さとりさんの言う事は今の私には分からない。それでも、大きなプレッシャーに苦しんでるようだった。激動の時代、痛みの伴う変化が起こっている。その中で、どんな人間や妖怪にも多くの悩みを抱え蠢いているのかもしれない。

 

私はただ彼女の吐き出したい気持ちを受け止める。時に意見して、時に共感して。

 

「時として思うんです。もし、皆が私に求めるのは『さとり』という偶像で、本当の私じゃなかったら…。
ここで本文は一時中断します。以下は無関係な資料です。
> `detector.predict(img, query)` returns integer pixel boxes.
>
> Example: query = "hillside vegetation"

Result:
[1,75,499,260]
その偶像が壊れてしまったら、私は皆に失望したり…嫌悪の目を向けるのではないかと」

 

「さとりさん…」

 

「球磨さん、私には分かってしまうんです。知った方がいい事も、知らない方がいい事も。レスポンスが返って来るんです、正確に。あなたは私が好きかと問えば、相手は答える間もなく事実だけ頭に伝わってくるんですよ」

 

下手な慰めは通じない。言葉だけ取り繕った、感情の伴わない言葉も。だから私は下手な言葉で返すことができない。心を読むという事、その能力を得る事により周りにどんな視線を向けられるのか。それらの事は当人にしかわかりえない。

 

だから知った口もきけない。

 

「球磨さん、あなたはとても都合の良い存在なんです。誰との繋がりも薄くて、頼り頼られる事の利害が一致してて…、私を癒してくれる。だからそんなあなたに付け込んでしまう。どうです、私の事が嫌いになったでしょう」

 

彼女は自嘲的に笑った。彼女は私に嫌われる事で「やっぱり嫌いになった」と安心感を得たいんじゃないか。私はそんな風に思えた。石橋を叩いて砕く。崩れたのを見て「やっぱり壊れた」と安心感を得たい。気持ちは少しも分からなくはなかった。

 

かつて異変を起こした時、誰とも分かり合える事はないだろうと考えていた。だから理想郷が必要だった。だけど違った。チルノと出会って変わった。

 

「私がさとりさんに抱く気持ちは私から言葉にする必要がありません。この空間にあなたの偶像なんていりません。ありのままを吐き出してください」

 

私が今の弱っているさとりさんを見て、助けたいなどと思い上がっているのは確かだ。でも、今のさとりさんに対する感情を何と呼べばいいのか分からない。もしかしたら自らの利益のためにこうしているのかもしれない。あるいは純粋な気持ちからなのかも分からない。

 

だから、今はこれが精一杯の回答だ。

 

「私もどうしたらいいのか分からないんです。助けてください…」

 

「善処します」

 

涙目になっている彼女を少し強く抱きしめた。